A reproducible and generalizable software workflow for analysis of large-scale neuroimaging data collections using BIDS Apps.

作者信息

Zhao Chenying, Jarecka Dorota, Covitz Sydney, Chen Yibei, Eickhoff Simon B, Fair Damien A, Franco Alexandre R, Halchenko Yaroslav O, Hendrickson Timothy J, Hoffstaedter Felix, Houghton Audrey, Kiar Gregory, Macdonald Austin, Mehta Kahini, Milham Michael P, Salo Taylor, Hanke Michael, Ghosh Satrajit S, Cieslak Matthew, Satterthwaite Theodore D

机构信息

Lifespan Informatics and Neuroimaging Center (PennLINC), Department of Psychiatry, Perelman School of Medicine, University of Pennsylvania, Philadelphia, PA, United States.
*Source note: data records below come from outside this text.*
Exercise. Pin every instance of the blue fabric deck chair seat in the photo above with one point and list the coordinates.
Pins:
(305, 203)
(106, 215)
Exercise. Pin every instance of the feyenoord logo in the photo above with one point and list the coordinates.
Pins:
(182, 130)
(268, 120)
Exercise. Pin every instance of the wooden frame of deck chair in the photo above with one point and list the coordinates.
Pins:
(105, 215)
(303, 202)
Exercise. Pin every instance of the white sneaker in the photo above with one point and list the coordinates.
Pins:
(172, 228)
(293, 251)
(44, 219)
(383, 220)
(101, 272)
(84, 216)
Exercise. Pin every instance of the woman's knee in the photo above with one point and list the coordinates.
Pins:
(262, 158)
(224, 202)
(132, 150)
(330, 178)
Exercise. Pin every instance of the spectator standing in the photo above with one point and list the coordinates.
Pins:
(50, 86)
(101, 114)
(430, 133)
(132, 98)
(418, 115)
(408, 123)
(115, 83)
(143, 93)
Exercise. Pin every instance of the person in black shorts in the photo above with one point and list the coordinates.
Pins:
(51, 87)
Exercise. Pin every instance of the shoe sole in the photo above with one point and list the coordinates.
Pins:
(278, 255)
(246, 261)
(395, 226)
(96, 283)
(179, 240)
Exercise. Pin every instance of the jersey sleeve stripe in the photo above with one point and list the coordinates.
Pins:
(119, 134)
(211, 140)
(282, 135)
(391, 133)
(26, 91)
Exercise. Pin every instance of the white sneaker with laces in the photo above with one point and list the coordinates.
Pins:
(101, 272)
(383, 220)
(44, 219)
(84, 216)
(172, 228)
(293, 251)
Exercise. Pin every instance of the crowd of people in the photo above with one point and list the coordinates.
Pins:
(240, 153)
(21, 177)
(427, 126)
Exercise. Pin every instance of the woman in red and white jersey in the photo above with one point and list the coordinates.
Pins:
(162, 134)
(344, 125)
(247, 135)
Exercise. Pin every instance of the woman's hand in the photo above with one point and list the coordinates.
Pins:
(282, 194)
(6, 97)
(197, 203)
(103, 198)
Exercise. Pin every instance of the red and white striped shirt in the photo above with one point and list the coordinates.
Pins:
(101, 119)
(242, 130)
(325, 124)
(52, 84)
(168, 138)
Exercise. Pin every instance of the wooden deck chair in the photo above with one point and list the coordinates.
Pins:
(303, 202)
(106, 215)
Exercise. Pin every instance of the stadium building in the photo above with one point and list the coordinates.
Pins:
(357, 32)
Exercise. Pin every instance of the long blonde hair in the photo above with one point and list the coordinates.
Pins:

Penn/CHOP Lifespan Brain Institute, Perelman School of Medicine, Children's Hospital of Philadelphia Research Institute, Philadelphia, PA, United States.

出版信息

Imaging Neurosci (Camb). 2024 Jan 25;2. doi: 10.1162/imag_a_00074. eCollection 2024.

Abstract

Neuroimaging research faces a crisis of reproducibility. With massive sample sizes and greater data complexity, this problem becomes more acute. Software that operates on imaging data defined using the Brain Imaging Data Structure (BIDS)-the BIDS App-has provided a substantial advance. However, even using BIDS Apps, a full audit trail of data processing is a necessary prerequisite for fully reproducible research. Obtaining a faithful record of the audit trail is challenging-especially for large datasets. Recently, the FAIRly big framework was introduced as a way to facilitate reproducible processing of large-scale data by leveraging DataLad-a version control system for data management. However, the current implementation of this framework was more of a proof of concept, and could not be immediately reused by other investigators for different use cases. Here, we introduce the BIDS App Bootstrap (BABS), a user-friendly and generalizable Python package for reproducible image processing at scale. BABS facilitates the reproducible application of BIDS Apps to large-scale datasets. Leveraging DataLad and the FAIRly big framework, BABS tracks the full audit trail of data processing in a scalable way by automatically preparing all scripts necessary for data processing and version tracking on high performance computing (HPC) systems. Currently, BABS supports jobs submissions and audits on Sun Grid Engine (SGE) and Slurm HPCs with a parsimonious set of programs. To demonstrate its scalability, we applied BABS to data from the Healthy Brain Network (HBN; n = 2,565). Taken together, BABS allows reproducible and scalable image processing and is broadly extensible via an open-source development model.

摘要

神经影像学研究面临可重复性危机。随着样本量的大幅增加和数据复杂性的提高,这个问题变得更加尖锐。基于脑成像数据结构(BIDS)定义的成像数据运行的软件——BIDS应用程序——已经取得了重大进展。然而,即使使用BIDS应用程序,数据处理的完整审计跟踪也是完全可重复研究的必要前提。获得审计跟踪的忠实记录具有挑战性,尤其是对于大型数据集。最近,引入了FAIRly big框架,作为一种通过利用DataLad(一种用于数据管理的版本控制系统)来促进大规模数据可重复处理的方法。然而,该框架的当前实现更多的是一个概念验证,其他研究人员无法立即将其用于不同的用例。在这里,我们介绍了BIDS应用程序引导程序(BABS),这是一个用户友好且可推广的Python包,用于大规模的可重复图像处理。BABS有助于将BIDS应用程序可重复地应用于大规模数据集。通过利用DataLad和FAIRly big框架,BABS通过在高性能计算(HPC)系统上自动准备数据处理和版本跟踪所需的所有脚本,以可扩展的方式跟踪数据处理的完整审计跟踪。目前,BABS通过一组简约的程序支持在Sun Grid Engine(SGE)和Slurm HPC上提交作业和进行审计。为了证明其可扩展性,我们将BABS应用于健康脑网络(HBN;n = 2565)的数据。综上所述,BABS允许进行可重复和可扩展的图像处理,并且通过开源开发模型具有广泛的可扩展性。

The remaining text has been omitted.